Friday, August 20, 1999

Missing tourists’
families due here

Authorities are searching
for two Danish women
missing since Saturday

By Jaymes K. Song


While authorities continued their Windward Oahu search today for two young Danish women who have been missing for almost a week, residents of their hometown thousands of miles away were praying for their safe return.

As of this morning, there have been no signs of Marianne Konnerup and Anitta Winther since they hiked into Kahana Valley State Park on Saturday.

Meanwhile, residents of the women's small hometown in Northern Judland, Denmark, are becoming more and more concerned.

"The women are from a small village of about 2,000 people in the countryside," said journalist Kjeld Christiansen of the Ekstra Bladet, a national newspaper based in Copenhagen. "Everyone knows each other and (is) trying to comfort the family. Everyone knew those girls since they were small babies."

The women's story has headlined every major newspaper, television station and radio in Denmark since their disappearance, Christiansen said.

Yesterday, officers from the police and fire departments and the state Department of Land and Natural Resources searched Kahana Valley and the Sacred Falls area with helicopters and dogs.

"We will continue to search for them," said Honolulu Police Chief Lee Donohue.

The women's families were expected to arrive in Honolulu today.

"We're meeting with the families to let them know what information we have," Donohue told reporters yesterday. "We don't have anything that suggests any foul play at this time."

Konnerup and Winther, both 21, were last seen Saturday right outside Kahana Valley, Donohue said.

But the names of the missing women were not on a Kahana Valley log book used by visitors to sign in and sign out, police said.

Hauula Fire Capt. Roger Dehay said most missing hikers are found immediately or the next morning.

Most hikers get lost when they get "caught by the dark" and can't find their way out, Dehay said.

Others get lost when they leave the trail.

Dehay described Kahana Valley hike as "rugged and longer" than Sacred Falls, where eight people were killed in a Mother's Day rockslide.

Kahana Valley has several trails and it is easy to get lost.

"When we went up, we scratched our head and had to find out where to go," he said.

Police have fielded 50 to 60 leads from the public about the missing women.
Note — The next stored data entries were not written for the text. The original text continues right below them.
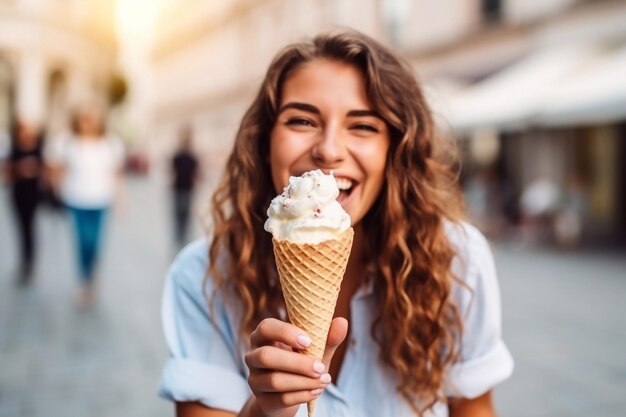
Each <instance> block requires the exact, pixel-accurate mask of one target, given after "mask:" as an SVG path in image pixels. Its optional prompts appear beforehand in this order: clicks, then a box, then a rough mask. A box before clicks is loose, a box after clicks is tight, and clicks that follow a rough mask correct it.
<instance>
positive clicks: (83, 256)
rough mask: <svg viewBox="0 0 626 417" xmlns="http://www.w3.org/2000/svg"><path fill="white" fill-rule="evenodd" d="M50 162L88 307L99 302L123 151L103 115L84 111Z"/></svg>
mask: <svg viewBox="0 0 626 417" xmlns="http://www.w3.org/2000/svg"><path fill="white" fill-rule="evenodd" d="M46 161H47V163H48V165H49V167H50V169H51V172H52V179H53V183H54V184H55V186H56V187H57V189H58V190H59V194H60V196H61V199H62V200H63V202H64V203H65V205H66V207H67V208H68V211H69V213H70V215H71V217H72V220H73V223H74V230H75V235H76V242H77V245H76V246H77V252H78V260H79V267H80V277H81V289H80V292H79V294H78V298H77V303H78V304H79V306H80V307H87V306H88V305H90V304H91V303H92V302H93V299H94V285H93V284H94V282H93V281H94V271H95V266H96V262H97V260H98V257H99V254H100V248H101V242H102V230H103V225H104V222H105V219H106V215H107V212H108V210H109V208H110V207H111V206H112V204H113V202H114V199H115V196H116V193H117V188H118V187H119V185H120V182H121V179H122V172H123V161H124V149H123V145H122V142H121V141H120V139H119V138H117V137H116V136H115V135H112V134H110V133H107V132H106V130H105V124H104V122H103V118H102V114H101V112H100V111H99V110H98V109H96V108H95V107H84V108H80V109H78V110H77V111H76V112H75V114H74V116H73V119H72V133H71V134H69V135H67V136H64V137H61V138H59V139H58V140H56V141H54V143H52V144H51V146H50V148H49V149H48V150H47V152H46Z"/></svg>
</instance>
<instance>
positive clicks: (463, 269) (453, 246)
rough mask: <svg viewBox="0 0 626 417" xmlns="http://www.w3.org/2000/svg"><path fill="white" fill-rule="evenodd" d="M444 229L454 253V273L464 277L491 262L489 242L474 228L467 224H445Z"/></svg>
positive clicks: (477, 229) (476, 228) (489, 246)
mask: <svg viewBox="0 0 626 417" xmlns="http://www.w3.org/2000/svg"><path fill="white" fill-rule="evenodd" d="M444 227H445V230H446V235H447V237H448V241H449V242H450V244H451V245H452V248H453V249H454V251H455V252H456V256H455V259H454V263H453V268H454V269H456V270H457V271H455V272H463V275H465V274H468V273H471V272H473V271H474V270H475V269H477V268H478V269H480V268H481V267H482V266H483V265H484V264H485V263H490V262H492V260H493V255H492V253H491V248H490V246H489V242H488V241H487V239H486V238H485V236H484V235H483V234H482V233H481V232H480V231H479V230H478V229H477V228H476V227H475V226H473V225H471V224H469V223H467V222H447V223H446V224H445V226H444ZM459 269H460V271H459Z"/></svg>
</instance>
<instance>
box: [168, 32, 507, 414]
mask: <svg viewBox="0 0 626 417" xmlns="http://www.w3.org/2000/svg"><path fill="white" fill-rule="evenodd" d="M439 148H440V146H439V142H438V141H437V139H436V136H435V131H434V127H433V122H432V119H431V116H430V112H429V109H428V106H427V105H426V103H425V101H424V98H423V95H422V93H421V90H420V88H419V86H418V84H417V82H416V80H415V78H414V76H413V74H412V71H411V69H410V68H409V67H408V66H407V65H406V64H404V63H403V62H401V61H400V60H399V59H398V58H396V57H395V56H394V55H393V54H392V53H391V52H389V51H388V50H387V49H385V48H384V47H383V46H381V45H379V44H378V43H377V42H375V41H374V40H372V39H370V38H368V37H366V36H364V35H361V34H358V33H354V32H347V33H339V34H329V35H321V36H318V37H316V38H315V39H313V40H312V41H310V42H306V43H299V44H295V45H291V46H288V47H287V48H286V49H284V50H283V51H282V52H280V53H279V54H278V56H277V57H276V58H275V59H274V61H273V62H272V64H271V65H270V68H269V70H268V71H267V75H266V77H265V80H264V81H263V84H262V86H261V89H260V91H259V93H258V95H257V97H256V99H255V100H254V102H253V104H252V106H251V107H250V108H249V109H248V111H247V113H246V114H245V116H244V118H243V120H242V122H241V126H240V129H239V132H238V133H237V136H236V139H235V144H234V149H233V151H232V154H231V156H230V158H229V160H228V163H227V166H226V172H225V174H224V177H223V180H222V182H221V185H220V186H219V188H218V189H217V191H216V193H215V195H214V197H213V218H214V224H213V232H212V237H211V238H210V242H209V241H202V242H197V243H196V244H193V245H191V246H189V247H188V248H187V249H186V250H184V251H183V252H182V253H181V254H180V255H179V257H178V258H177V259H176V261H175V262H174V264H173V265H172V267H171V269H170V271H169V275H168V279H167V283H166V287H165V293H164V299H163V320H164V329H165V335H166V339H167V342H168V345H169V349H170V353H171V358H170V359H169V361H168V363H167V364H166V366H165V370H164V373H163V377H162V381H161V388H160V392H161V395H162V396H164V397H166V398H169V399H172V400H173V401H176V410H177V415H178V416H179V417H218V416H219V417H222V416H235V415H237V416H260V417H293V416H296V415H297V416H306V407H304V406H302V407H300V405H302V404H304V403H306V402H308V401H311V400H313V399H317V405H316V408H315V416H316V417H325V416H333V417H337V416H346V417H348V416H351V417H357V416H373V417H374V416H375V417H385V416H394V417H398V416H415V415H423V416H446V415H450V416H454V417H462V416H493V415H495V412H494V409H493V406H492V402H491V389H492V387H493V386H494V385H495V384H497V383H499V382H501V381H502V380H504V379H506V378H507V377H508V376H509V375H510V373H511V371H512V367H513V363H512V359H511V356H510V354H509V352H508V350H507V348H506V346H505V345H504V343H503V342H502V340H501V336H500V305H499V303H500V301H499V290H498V284H497V280H496V276H495V271H494V264H493V260H492V257H491V253H490V251H489V248H488V245H487V243H486V241H485V239H484V238H483V237H482V235H481V234H480V233H479V232H478V231H477V230H476V229H474V228H473V227H471V226H469V225H468V224H465V223H463V222H462V221H461V218H462V209H461V203H460V196H459V192H458V188H457V186H456V183H455V178H454V175H453V173H452V171H451V169H450V168H449V165H450V163H452V162H453V161H451V160H447V161H446V160H443V159H441V158H440V152H439ZM312 169H321V170H323V171H324V172H326V173H328V172H329V171H331V170H332V171H333V172H334V175H335V177H336V178H341V181H342V183H343V184H344V185H346V184H348V185H349V187H348V188H347V189H346V190H343V191H341V194H340V196H339V198H338V201H339V202H340V203H341V205H342V206H343V208H344V209H345V210H346V211H347V212H348V213H349V215H350V217H351V220H352V225H353V227H354V232H355V235H354V244H353V248H352V252H351V255H350V260H349V262H348V266H347V270H346V274H345V277H344V280H343V283H342V287H341V292H340V295H339V299H338V302H337V307H336V310H335V317H336V318H335V319H334V320H333V323H332V325H331V329H330V332H329V336H328V344H327V349H326V353H325V355H324V359H323V361H322V362H319V361H315V360H314V359H312V358H311V357H308V356H305V355H303V354H300V353H298V352H297V351H298V349H302V348H303V347H306V346H307V345H308V344H309V343H310V339H309V338H308V336H307V335H306V334H304V332H302V331H301V330H300V329H298V328H296V327H295V326H293V325H291V324H289V323H288V322H287V321H286V315H285V309H284V301H283V299H282V295H281V290H280V288H279V283H278V277H277V273H276V267H275V264H274V259H273V255H272V243H271V235H270V234H269V233H267V232H265V231H264V230H263V224H264V222H265V220H266V210H267V207H268V206H269V202H270V200H271V199H272V197H274V196H275V195H276V194H277V193H279V192H281V191H282V189H283V187H284V186H285V185H286V184H287V181H288V178H289V176H290V175H300V174H302V173H303V172H306V171H309V170H312ZM342 188H345V187H342Z"/></svg>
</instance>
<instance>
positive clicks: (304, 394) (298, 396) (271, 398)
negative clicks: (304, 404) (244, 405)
mask: <svg viewBox="0 0 626 417" xmlns="http://www.w3.org/2000/svg"><path fill="white" fill-rule="evenodd" d="M323 392H324V389H323V388H316V389H314V390H305V391H291V392H281V393H271V394H263V395H259V396H257V401H259V405H261V407H262V408H263V409H264V410H276V409H279V408H285V407H291V406H294V405H298V404H304V403H308V402H309V401H313V400H315V399H317V398H319V396H320V395H322V393H323Z"/></svg>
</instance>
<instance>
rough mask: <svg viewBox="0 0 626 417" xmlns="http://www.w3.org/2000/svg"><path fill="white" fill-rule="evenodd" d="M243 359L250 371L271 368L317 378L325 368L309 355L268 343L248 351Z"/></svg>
mask: <svg viewBox="0 0 626 417" xmlns="http://www.w3.org/2000/svg"><path fill="white" fill-rule="evenodd" d="M245 361H246V365H248V368H250V370H251V371H252V370H254V369H271V370H274V371H282V372H288V373H292V374H299V375H303V376H308V377H310V378H319V377H320V375H321V374H322V373H323V372H324V369H325V368H324V364H323V363H322V362H321V361H319V360H318V359H315V358H313V357H311V356H307V355H303V354H301V353H297V352H291V351H287V350H283V349H281V348H278V347H275V346H268V345H266V346H261V347H260V348H258V349H254V350H252V351H250V352H248V354H246V356H245Z"/></svg>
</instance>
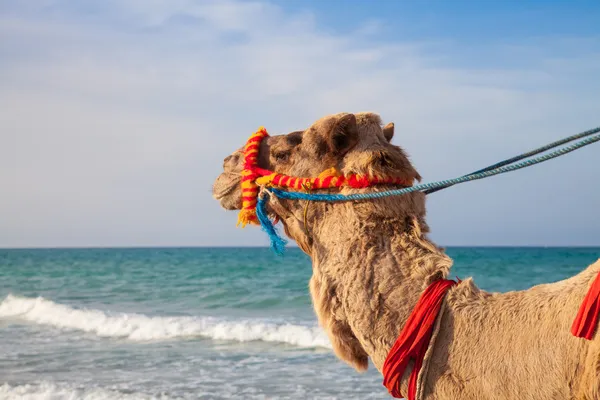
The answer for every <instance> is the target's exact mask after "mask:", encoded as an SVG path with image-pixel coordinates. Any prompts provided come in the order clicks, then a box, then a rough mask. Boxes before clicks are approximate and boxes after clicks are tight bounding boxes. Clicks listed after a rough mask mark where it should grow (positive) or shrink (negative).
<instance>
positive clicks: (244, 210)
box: [236, 209, 258, 228]
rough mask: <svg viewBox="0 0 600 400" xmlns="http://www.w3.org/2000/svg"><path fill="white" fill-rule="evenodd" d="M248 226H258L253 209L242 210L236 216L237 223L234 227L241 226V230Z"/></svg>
mask: <svg viewBox="0 0 600 400" xmlns="http://www.w3.org/2000/svg"><path fill="white" fill-rule="evenodd" d="M248 224H252V225H258V220H257V218H256V211H254V209H244V210H241V211H240V212H239V214H238V223H237V225H236V226H240V225H241V227H242V228H245V227H246V225H248Z"/></svg>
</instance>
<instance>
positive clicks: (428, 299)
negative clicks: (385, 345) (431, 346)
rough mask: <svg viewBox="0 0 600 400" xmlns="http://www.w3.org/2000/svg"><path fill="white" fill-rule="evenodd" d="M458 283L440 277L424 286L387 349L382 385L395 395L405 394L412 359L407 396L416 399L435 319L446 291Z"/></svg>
mask: <svg viewBox="0 0 600 400" xmlns="http://www.w3.org/2000/svg"><path fill="white" fill-rule="evenodd" d="M456 283H457V282H455V281H452V280H448V279H441V280H437V281H435V282H433V283H432V284H431V285H429V286H428V287H427V289H425V291H424V292H423V294H422V295H421V297H420V298H419V301H418V302H417V304H416V305H415V308H414V309H413V311H412V313H411V314H410V316H409V317H408V320H407V321H406V324H405V325H404V328H402V331H401V332H400V335H399V336H398V339H396V343H394V346H392V349H391V350H390V352H389V353H388V356H387V358H386V359H385V362H384V363H383V385H384V386H385V387H386V388H387V389H388V391H389V393H390V394H391V395H392V396H393V397H396V398H401V397H402V394H401V393H400V380H401V379H402V375H403V374H404V370H405V369H406V367H407V366H408V362H409V361H410V360H411V359H413V360H414V367H413V370H412V373H411V374H410V378H409V381H408V400H415V396H416V394H417V377H418V376H419V371H420V370H421V366H422V365H423V359H424V358H425V352H426V351H427V348H428V347H429V342H430V340H431V336H432V334H433V326H434V324H435V319H436V317H437V315H438V313H439V311H440V308H441V306H442V301H443V300H444V296H445V295H446V292H448V290H449V289H450V288H451V287H452V286H454V285H456Z"/></svg>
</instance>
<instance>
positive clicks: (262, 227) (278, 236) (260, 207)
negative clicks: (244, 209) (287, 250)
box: [256, 193, 287, 256]
mask: <svg viewBox="0 0 600 400" xmlns="http://www.w3.org/2000/svg"><path fill="white" fill-rule="evenodd" d="M267 201H269V195H268V194H266V193H265V194H264V196H259V198H258V202H257V203H256V216H257V217H258V221H259V222H260V225H261V227H262V229H263V231H265V232H267V235H269V239H270V240H271V249H272V250H273V251H274V252H275V254H277V255H278V256H282V255H283V253H284V252H285V244H286V243H287V242H286V240H285V239H283V238H282V237H281V236H279V233H278V232H277V229H275V226H273V223H272V222H271V220H270V219H269V216H268V214H267Z"/></svg>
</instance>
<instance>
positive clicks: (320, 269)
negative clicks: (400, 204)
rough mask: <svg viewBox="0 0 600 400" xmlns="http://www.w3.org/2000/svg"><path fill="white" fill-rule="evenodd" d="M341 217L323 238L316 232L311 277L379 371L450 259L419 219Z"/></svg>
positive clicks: (329, 228)
mask: <svg viewBox="0 0 600 400" xmlns="http://www.w3.org/2000/svg"><path fill="white" fill-rule="evenodd" d="M343 221H344V223H343V224H340V223H338V224H337V225H335V224H331V223H330V224H328V227H329V229H328V232H329V233H328V236H327V237H323V236H322V235H320V234H319V233H323V229H321V230H317V231H316V232H317V235H315V237H314V241H313V254H312V259H313V279H318V280H319V281H320V282H325V283H326V285H327V289H328V291H329V293H330V295H329V296H328V299H329V301H332V302H336V304H332V305H331V307H330V308H332V309H334V308H336V307H337V310H338V311H337V314H336V317H339V318H344V319H345V323H346V324H347V325H348V327H349V328H350V329H351V331H352V333H353V335H354V336H355V337H356V338H357V339H358V341H359V342H360V344H361V346H362V347H363V349H364V350H365V351H366V353H367V354H368V355H369V357H370V358H371V360H372V362H373V363H374V365H375V366H376V367H377V369H379V370H380V371H381V368H382V366H383V362H384V360H385V358H386V356H387V353H388V351H389V349H390V348H391V347H392V345H393V343H394V341H395V340H396V338H397V336H398V332H399V330H400V329H401V328H402V326H403V325H404V323H405V322H406V320H407V318H408V316H409V314H410V313H411V311H412V309H413V308H414V306H415V304H416V303H417V301H418V299H419V297H420V295H421V294H422V292H423V290H425V288H426V287H427V286H428V285H429V284H430V283H431V282H433V281H434V280H436V279H441V278H445V277H446V276H447V275H448V272H449V269H450V266H451V260H450V259H449V258H448V256H446V255H445V254H444V253H443V251H442V250H440V249H439V248H437V247H436V246H435V245H434V244H433V243H432V242H431V241H429V240H428V239H427V238H426V236H425V234H424V233H423V230H426V229H427V227H426V225H425V223H424V222H420V221H419V219H418V218H414V219H412V221H409V222H405V219H402V220H394V219H391V218H386V219H380V220H378V221H373V220H369V222H368V223H367V222H361V221H360V220H354V221H353V220H352V219H351V218H346V219H344V220H343ZM331 294H334V295H331ZM313 297H314V294H313ZM313 300H314V298H313Z"/></svg>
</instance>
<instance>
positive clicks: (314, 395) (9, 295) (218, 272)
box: [0, 248, 600, 400]
mask: <svg viewBox="0 0 600 400" xmlns="http://www.w3.org/2000/svg"><path fill="white" fill-rule="evenodd" d="M447 252H448V254H449V255H450V256H451V257H452V258H453V259H454V267H453V271H452V274H453V275H457V276H459V277H460V278H465V277H468V276H472V277H474V279H475V282H476V283H477V284H478V285H479V286H480V287H482V288H483V289H486V290H492V291H502V292H504V291H510V290H519V289H525V288H528V287H530V286H532V285H535V284H539V283H545V282H553V281H557V280H561V279H564V278H566V277H569V276H571V275H574V274H576V273H578V272H579V271H581V270H582V269H584V268H585V267H586V266H588V265H589V264H591V263H592V262H594V261H595V260H597V259H598V258H600V248H449V249H447ZM310 275H311V264H310V260H309V258H308V257H307V256H305V255H304V254H303V253H301V252H300V251H299V250H298V249H295V248H290V249H288V250H287V254H286V255H285V256H284V257H283V258H281V257H277V256H275V255H273V254H272V253H271V252H270V250H268V249H260V248H181V249H179V248H165V249H160V248H155V249H77V250H74V249H64V250H63V249H52V250H0V399H28V400H34V399H52V400H61V399H69V400H74V399H91V400H92V399H93V400H103V399H124V400H125V399H229V398H236V399H360V400H364V399H387V398H389V397H388V396H387V392H386V390H385V388H383V386H382V385H381V381H382V379H381V376H380V375H379V374H378V373H377V371H376V370H375V369H374V368H373V367H372V366H370V369H369V371H368V372H366V373H364V374H359V373H357V372H355V371H354V370H353V369H352V368H350V367H349V366H347V365H346V364H344V363H343V362H341V361H339V360H338V359H336V358H335V357H334V355H333V354H332V351H331V346H330V343H329V341H328V339H327V337H326V335H325V334H324V333H323V331H322V330H321V329H320V328H319V327H318V326H317V325H316V319H315V316H314V314H313V311H312V309H311V303H310V297H309V294H308V280H309V278H310Z"/></svg>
On Saturday, the women told their host family in Hawaii Kai that they were going hiking on the North Shore and would be back at about 6:30 p.m., Donohue said.

The women's bikes were left locked in parking spaces at Hawaii Kai Foodland, and it's thought they caught TheBus to go the windward side.

Detectives said the women have been staying with their host family since June 20.

They were planning to stay in Hawaii for three more months before traveling to Thailand, Fiji or Australia.

"If anyone sees these young ladies, please let us know," Donohue said.

Star-Bulletin writer Harold Morse contributed to this report.